Here is a complete, structured list of the capabilities / “tools” OpenAI currently provides for agents (through ChatGPT and the API), summarized by OpenAI itself:
1. Reasoning & General Models
- GPT models (GPT-4o, GPT-4.1, GPT-o3, GPT-o1, Codex variants)
- Text, code, multimodal reasoning (text, images, audio).
- Used as the “core brain” of agents.
2. Code & Data Execution
- Code Interpreter / Python (a.k.a. Advanced Data Analysis, ADA)
- Run Python code in a sandbox.
- Upload, analyze, and transform files (CSV, Excel, JSON, images, etc.).
- Generate visualizations, do math/stats, automate file processing.
- Codex / GPT-5-Codex
- Code generation, editing, refactoring, debugging, running tests.
- Can propose PRs, work in IDEs, or run tasks in cloud sandboxes.
3. Search & Retrieval
- Web Search Tool
- Real-time web browsing for up-to-date information.
- File Search (vector store memory)
- Search across uploaded docs or persistent memory.
- Custom GPTs can be hooked to private knowledge bases (via RAG).
4. Voice & Multimodal Interaction
- Voice Mode / Voice Agents
- Natural real-time conversation with low latency.
- Speech-to-Text (Whisper) + expressive Text-to-Speech voices.
- Image Input & Analysis
- Upload images for description, OCR, analysis.
- Audio Input & Output
- Transcribe audio (Whisper).
- Synthesize voices (Expressive TTS in GPT-4o).
5. Customizability & Extensions
- Custom GPTs
- No-code way to create specialized agents with instructions, knowledge, and API connections.

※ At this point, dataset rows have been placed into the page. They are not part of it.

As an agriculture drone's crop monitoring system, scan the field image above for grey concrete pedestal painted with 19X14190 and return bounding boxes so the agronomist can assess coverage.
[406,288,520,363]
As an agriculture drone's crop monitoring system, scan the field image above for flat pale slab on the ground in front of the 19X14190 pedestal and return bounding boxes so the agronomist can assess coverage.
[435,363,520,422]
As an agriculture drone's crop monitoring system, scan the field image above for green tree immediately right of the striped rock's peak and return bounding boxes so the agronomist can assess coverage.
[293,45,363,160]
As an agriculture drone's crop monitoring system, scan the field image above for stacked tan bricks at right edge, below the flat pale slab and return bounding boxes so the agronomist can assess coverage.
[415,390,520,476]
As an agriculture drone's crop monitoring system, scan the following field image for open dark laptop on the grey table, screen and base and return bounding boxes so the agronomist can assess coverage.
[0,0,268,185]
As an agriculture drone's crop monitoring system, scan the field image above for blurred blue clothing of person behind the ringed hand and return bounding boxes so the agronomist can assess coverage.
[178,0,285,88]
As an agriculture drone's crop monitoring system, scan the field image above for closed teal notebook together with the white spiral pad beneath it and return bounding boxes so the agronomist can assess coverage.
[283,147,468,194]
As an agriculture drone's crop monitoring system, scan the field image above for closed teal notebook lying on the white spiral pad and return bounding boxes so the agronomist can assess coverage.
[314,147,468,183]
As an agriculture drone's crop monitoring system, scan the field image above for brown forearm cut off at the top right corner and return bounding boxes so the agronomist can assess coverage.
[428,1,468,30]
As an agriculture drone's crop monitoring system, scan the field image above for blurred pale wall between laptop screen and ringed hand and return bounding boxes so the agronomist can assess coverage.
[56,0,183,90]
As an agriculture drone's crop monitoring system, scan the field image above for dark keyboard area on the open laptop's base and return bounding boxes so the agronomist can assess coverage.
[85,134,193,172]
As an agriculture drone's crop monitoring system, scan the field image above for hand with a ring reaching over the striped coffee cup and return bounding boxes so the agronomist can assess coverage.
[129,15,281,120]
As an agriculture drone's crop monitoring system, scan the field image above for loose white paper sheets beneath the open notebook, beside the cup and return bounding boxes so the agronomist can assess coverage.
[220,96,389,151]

- Function Calling / Tool Use
- Structured way for GPT to call APIs, run functions, or trigger external systems.
- Memory
- Persistent long-term memory across conversations (can recall user preferences, past files).
6. Ecosystem & Integration
- Plugins (legacy, now replaced by function calling / custom GPTs)
- Connect to third-party apps (e.g., Slack, Zapier, Expedia).
- Assistants API (for developers)
- Exposes the same building blocks (threads, tool use, file handling, code execution) for embedding agents into apps.
- Multi-modal foundation (GPT-4o)
- One unified model that can handle text, code, images, audio, and voice in a single session.
But on its developer’s website, you’ll find an accurate list of tools!